With Osama Bin Laden out of the picture, President Obama now has a unique opportunity to end the Afghanistan fiasco, our longest war ever. Official reason given to invade that country: the Taliban -- originally supported, of course, by the US against the Soviets -- would not hand over Bin Laden to the US. (They probably would have handed him over to another Muslim country.)
If we stop focusing on the question of seeing photos of Bin Laden's body, we can face the dreadful music:
* Coalition military deaths in Iraq from 2003 to 2011 now number 4,770. 4,452 of these are US deaths.
* Coalition military deaths in Afghanistan from 2001 to 2011 now number 2,444. 1,570 of these are US deaths.
* The official number of US troops wounded in Iraq is 33,023. Antiwar.com estimates the number to be over 100,000.
* It is a daunting task to try to find out the number of US troops seriously wounded in Afghanistan, but one conservative estimate is 3,420.
* Documented Iraqi civilian deaths from violence are somewhere between 100,693 and 109,990 -- with perhaps 15,000 more from the Wikileaks' Iraq War Logs.
* There are more US mercenaries, 100,00 of them, in Afghanistan and Iraq than US troops.
* It has long been known that Afghanistan is one of the most corrupt countries in the world, if not the worst.
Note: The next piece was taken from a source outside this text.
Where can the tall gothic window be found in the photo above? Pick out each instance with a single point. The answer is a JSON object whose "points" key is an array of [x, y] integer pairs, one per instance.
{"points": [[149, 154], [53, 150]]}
Now Wikileaks has uncovered cables from the US embassy in Kabul that say the scale of Afghan government corruption is "overwhelming" with regard to bribery, money laundering and profiting from the drug trade.
* Iraq is almost as bad. In 2010, the watchdog group Transparency International listed Iraq as the fourth most corrupt country in the world, after Afghanistan, Burma (Myanmar) and Somalia.
With the removal of Osama Bin Laden, this moment is one that President Obama cannot miss. History will be very hard on a failure to act now and get out.